And border shopping in the free zone does not require an FMM. So yes shoppers can go back and forth. 

Mexico does not want people from other countries to live perm unless they can prove they can support themselves. This was told to me at an Mexican Councel in the states. That is the purpus of the temp and perm visa, and they put an amount that you need to have, or what they require.

So now, what if Mexico gets its computor system up and running, and decides to lessen the days or even refuse a re-newal! Those living on the FMM most likely may have a house, lots of stuff, or whatever to retreave. I don!t have an answer, but it could, and may happen.

Now, if things up north, in the US gets even worst, or the buck goes bunk, there may be a rush to come to Mexico on FMM's, to live. At that point or actually any point Mexico can cut the FMM renuwal off or whatever. They will spot if your on vacation, and give an FMM tourest request, but may question continued use for living in Mexico.

Thats why I went from tem resdent to get my perm visa, cause anytime the Mex gov can up the amount monthly needed to get a perm visa. I was luckly that we could afford it now, for maybe later if a change is made by the Mex gov, I had it, and then would not worry if totol income is increased or that they will restruct who comes in perm.
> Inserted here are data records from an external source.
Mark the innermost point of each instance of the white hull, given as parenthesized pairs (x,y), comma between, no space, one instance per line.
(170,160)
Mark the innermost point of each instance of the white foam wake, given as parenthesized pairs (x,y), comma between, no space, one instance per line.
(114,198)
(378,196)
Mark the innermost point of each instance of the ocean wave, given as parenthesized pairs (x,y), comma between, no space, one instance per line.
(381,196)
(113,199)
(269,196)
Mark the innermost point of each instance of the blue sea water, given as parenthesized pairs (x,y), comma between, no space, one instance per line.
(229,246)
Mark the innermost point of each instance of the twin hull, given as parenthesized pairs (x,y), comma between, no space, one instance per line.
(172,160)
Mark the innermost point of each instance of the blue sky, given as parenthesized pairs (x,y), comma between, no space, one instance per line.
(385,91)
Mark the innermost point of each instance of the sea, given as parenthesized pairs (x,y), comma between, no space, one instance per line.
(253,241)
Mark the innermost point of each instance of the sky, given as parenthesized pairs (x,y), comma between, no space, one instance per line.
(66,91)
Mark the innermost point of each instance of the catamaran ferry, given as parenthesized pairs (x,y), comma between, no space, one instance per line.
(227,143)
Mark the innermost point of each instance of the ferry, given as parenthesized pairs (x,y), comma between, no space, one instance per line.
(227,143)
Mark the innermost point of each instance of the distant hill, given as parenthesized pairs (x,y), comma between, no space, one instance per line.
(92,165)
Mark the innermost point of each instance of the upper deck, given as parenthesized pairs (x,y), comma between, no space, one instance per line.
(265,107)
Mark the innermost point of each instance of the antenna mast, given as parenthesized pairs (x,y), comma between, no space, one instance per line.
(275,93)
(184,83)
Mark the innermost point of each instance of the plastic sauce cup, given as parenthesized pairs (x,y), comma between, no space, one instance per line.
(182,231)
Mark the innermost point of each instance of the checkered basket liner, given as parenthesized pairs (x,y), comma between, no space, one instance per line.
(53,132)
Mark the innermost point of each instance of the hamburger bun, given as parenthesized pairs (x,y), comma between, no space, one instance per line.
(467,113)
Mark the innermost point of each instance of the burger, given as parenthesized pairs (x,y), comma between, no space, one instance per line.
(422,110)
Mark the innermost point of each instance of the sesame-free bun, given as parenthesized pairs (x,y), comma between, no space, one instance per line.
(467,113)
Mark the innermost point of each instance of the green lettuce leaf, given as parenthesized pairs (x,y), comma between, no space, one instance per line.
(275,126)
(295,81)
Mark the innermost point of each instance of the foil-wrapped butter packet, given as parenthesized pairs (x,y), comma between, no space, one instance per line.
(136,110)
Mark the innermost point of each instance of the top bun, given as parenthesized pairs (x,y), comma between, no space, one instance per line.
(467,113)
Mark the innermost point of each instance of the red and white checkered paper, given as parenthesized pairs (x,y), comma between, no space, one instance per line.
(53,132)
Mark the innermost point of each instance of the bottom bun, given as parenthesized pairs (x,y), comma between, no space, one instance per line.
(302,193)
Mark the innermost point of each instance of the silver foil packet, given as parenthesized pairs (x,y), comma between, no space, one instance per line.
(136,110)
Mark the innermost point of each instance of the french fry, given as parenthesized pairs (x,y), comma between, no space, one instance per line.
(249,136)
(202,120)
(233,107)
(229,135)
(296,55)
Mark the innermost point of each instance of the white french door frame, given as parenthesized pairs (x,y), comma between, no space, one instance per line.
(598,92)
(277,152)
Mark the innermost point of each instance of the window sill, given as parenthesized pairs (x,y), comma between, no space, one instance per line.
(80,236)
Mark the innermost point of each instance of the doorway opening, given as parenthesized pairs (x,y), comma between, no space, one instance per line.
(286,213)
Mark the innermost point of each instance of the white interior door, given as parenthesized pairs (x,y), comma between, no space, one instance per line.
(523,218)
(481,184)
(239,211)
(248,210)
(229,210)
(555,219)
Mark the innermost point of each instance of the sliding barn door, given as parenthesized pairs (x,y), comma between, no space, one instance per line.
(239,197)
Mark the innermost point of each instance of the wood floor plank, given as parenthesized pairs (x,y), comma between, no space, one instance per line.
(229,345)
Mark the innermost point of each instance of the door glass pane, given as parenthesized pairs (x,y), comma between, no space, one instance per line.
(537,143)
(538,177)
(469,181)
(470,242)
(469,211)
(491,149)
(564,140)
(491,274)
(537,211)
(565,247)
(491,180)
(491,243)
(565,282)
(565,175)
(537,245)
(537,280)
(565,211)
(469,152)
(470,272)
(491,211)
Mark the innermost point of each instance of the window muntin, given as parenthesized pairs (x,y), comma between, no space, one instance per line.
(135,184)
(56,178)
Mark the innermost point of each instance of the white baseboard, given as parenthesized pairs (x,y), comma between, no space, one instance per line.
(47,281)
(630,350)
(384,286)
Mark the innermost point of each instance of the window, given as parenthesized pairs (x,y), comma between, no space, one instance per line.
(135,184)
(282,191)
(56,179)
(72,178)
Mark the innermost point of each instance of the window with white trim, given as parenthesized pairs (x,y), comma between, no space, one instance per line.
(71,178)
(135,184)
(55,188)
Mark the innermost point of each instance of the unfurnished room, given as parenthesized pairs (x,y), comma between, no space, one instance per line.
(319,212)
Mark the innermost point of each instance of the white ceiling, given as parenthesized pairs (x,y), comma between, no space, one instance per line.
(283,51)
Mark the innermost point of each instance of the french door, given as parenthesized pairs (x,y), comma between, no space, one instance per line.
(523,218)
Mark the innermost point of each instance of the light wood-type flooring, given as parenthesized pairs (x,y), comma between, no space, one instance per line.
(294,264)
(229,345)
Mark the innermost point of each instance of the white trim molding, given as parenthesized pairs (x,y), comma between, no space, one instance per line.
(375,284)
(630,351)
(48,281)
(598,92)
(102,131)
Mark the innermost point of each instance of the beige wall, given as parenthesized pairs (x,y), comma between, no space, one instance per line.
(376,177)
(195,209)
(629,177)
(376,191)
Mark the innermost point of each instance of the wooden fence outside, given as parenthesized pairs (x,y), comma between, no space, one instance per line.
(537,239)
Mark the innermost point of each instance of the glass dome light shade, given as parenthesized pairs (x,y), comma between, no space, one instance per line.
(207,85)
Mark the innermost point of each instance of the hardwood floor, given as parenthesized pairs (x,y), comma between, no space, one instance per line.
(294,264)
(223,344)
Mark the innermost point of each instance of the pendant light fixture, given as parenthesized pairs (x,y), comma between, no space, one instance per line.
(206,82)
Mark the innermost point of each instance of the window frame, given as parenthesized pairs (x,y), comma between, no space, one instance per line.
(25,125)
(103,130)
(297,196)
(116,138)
As what I am trying to say is, living perm in Mexico could be on shaky grounds, and maybe do whatever needed to get as least a res visa, instead of an FMM.

There are alot of things in our life we want to do, want or where to live, or whatever and we can't. I know I always wanted a Chev Vet, but I was always to poor to buy one, neverless paying for the insurance for one. Just things to thing about.


----------



## lagoloo (Apr 12, 2011)

From the reliable website of My Life in Mexico by Rolly Brook:

"Visitante is the common tourist visa that is issued as you enter the country and which you must turn in as you exit the country. It is the new replacement for the FMM. It is good for a maximum of 180 days. It cannot be renewed. If you wish to stay more than 180 days, you will have to return to the border, turn in your expiring Visitante and get a new one. There is a persistent myth that you cannot do that -- only one per year. That is bunk. "
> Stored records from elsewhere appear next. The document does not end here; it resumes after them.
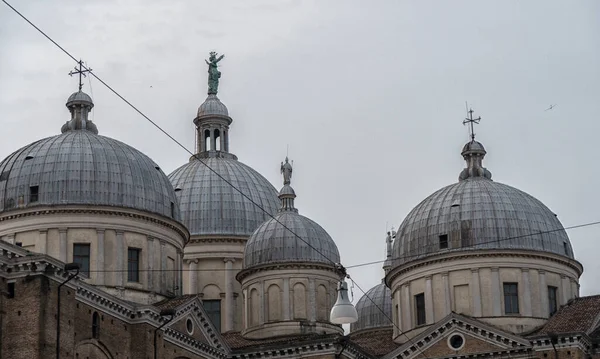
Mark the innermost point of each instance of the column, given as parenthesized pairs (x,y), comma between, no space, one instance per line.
(213,141)
(222,139)
(312,300)
(177,273)
(476,292)
(406,308)
(526,292)
(261,300)
(447,294)
(62,244)
(496,292)
(430,315)
(120,272)
(162,280)
(43,241)
(100,268)
(545,306)
(564,283)
(150,263)
(246,307)
(229,293)
(193,276)
(574,288)
(286,299)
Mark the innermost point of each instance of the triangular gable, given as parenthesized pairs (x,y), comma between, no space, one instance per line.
(203,329)
(479,338)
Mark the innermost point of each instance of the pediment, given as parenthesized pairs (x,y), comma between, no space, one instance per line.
(191,315)
(458,335)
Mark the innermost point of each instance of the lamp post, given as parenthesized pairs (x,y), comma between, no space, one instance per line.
(163,313)
(343,312)
(68,267)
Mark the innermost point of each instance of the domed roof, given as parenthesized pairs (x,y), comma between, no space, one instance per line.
(212,106)
(80,167)
(210,206)
(272,242)
(477,213)
(369,310)
(79,97)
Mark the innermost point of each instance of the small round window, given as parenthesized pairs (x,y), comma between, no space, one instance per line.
(189,325)
(456,342)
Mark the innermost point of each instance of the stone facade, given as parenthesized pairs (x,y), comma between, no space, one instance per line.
(472,284)
(109,232)
(288,299)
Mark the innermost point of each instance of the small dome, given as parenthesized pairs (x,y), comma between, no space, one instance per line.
(479,214)
(209,206)
(369,313)
(273,242)
(80,167)
(79,98)
(212,106)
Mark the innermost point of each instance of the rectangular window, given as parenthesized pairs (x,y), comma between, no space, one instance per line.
(420,309)
(552,302)
(81,256)
(34,193)
(511,298)
(443,241)
(213,310)
(133,265)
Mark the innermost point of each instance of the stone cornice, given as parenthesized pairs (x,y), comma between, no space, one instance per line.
(98,210)
(244,273)
(456,255)
(325,346)
(218,239)
(507,343)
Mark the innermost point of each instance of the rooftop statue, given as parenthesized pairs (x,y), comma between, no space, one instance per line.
(286,169)
(213,73)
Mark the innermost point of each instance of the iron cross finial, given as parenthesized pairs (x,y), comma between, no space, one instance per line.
(81,72)
(471,121)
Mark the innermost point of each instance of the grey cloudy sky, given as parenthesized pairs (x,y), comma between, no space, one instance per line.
(369,96)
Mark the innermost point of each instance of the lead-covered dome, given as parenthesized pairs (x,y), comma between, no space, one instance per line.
(211,206)
(272,242)
(81,167)
(374,313)
(477,213)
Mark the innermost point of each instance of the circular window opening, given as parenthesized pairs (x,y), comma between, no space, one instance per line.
(456,341)
(189,325)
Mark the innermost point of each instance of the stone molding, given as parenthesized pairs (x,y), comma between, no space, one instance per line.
(179,228)
(454,256)
(244,273)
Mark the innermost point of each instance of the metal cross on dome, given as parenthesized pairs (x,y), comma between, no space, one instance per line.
(470,120)
(81,72)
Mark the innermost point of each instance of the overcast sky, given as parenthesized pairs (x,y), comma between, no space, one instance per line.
(369,96)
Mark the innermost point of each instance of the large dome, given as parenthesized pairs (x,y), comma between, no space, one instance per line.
(210,206)
(477,213)
(370,315)
(273,242)
(80,167)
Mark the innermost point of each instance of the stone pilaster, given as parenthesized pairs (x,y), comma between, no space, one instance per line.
(100,266)
(476,292)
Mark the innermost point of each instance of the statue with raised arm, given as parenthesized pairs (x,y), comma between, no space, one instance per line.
(213,72)
(286,169)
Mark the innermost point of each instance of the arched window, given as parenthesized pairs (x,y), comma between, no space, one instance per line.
(95,325)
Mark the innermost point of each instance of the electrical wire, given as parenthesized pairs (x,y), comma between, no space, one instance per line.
(221,177)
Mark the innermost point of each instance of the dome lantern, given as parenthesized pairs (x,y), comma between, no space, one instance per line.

(I realize that Rolly isn't quoting the law directly, but he has a habit of being very accurate since many people rely on his information for life decisions.)

Second thing: to obtain that temporary visa after four years of which you can get permanente without financials, you must prove income of at least $2100 a month and/or substantial investments.
Not all that easy, which would explain why many people on very limited but sufficient income 
would opt for the FMM dance. 

Instead of arguing about "respect", I think it would be better to stick to the actual laws allowing this or that. If someone has a law to back up an opinion, by all means quote it. Otherwise, it's just an opinion.


----------



## TooColdTooOften (Feb 27, 2014)

Longford said:


> Mexico clearly defines who it wants to approve as residents, by the income and other standards clearly specified. Yes, people can break the law by sneaking back and forth across the border pretending to be a tourist. But such behavior should not be encouraged. If someone likes Mexico enough to move to the country then the should show some respect for Mexico, Mexicans and the nation as a whole. Walk up to the supervisor at any INM office and tell him/her you don't meet the requirements set by regulation/law but you've been living in Mexico 'under the radar' and want to continue doing that by having the INM office issue another permission for short-term entry not meant for residents. Then come back to report to us on what the answer is. I think most of us can assume what will happen, and that's why some people sneak around.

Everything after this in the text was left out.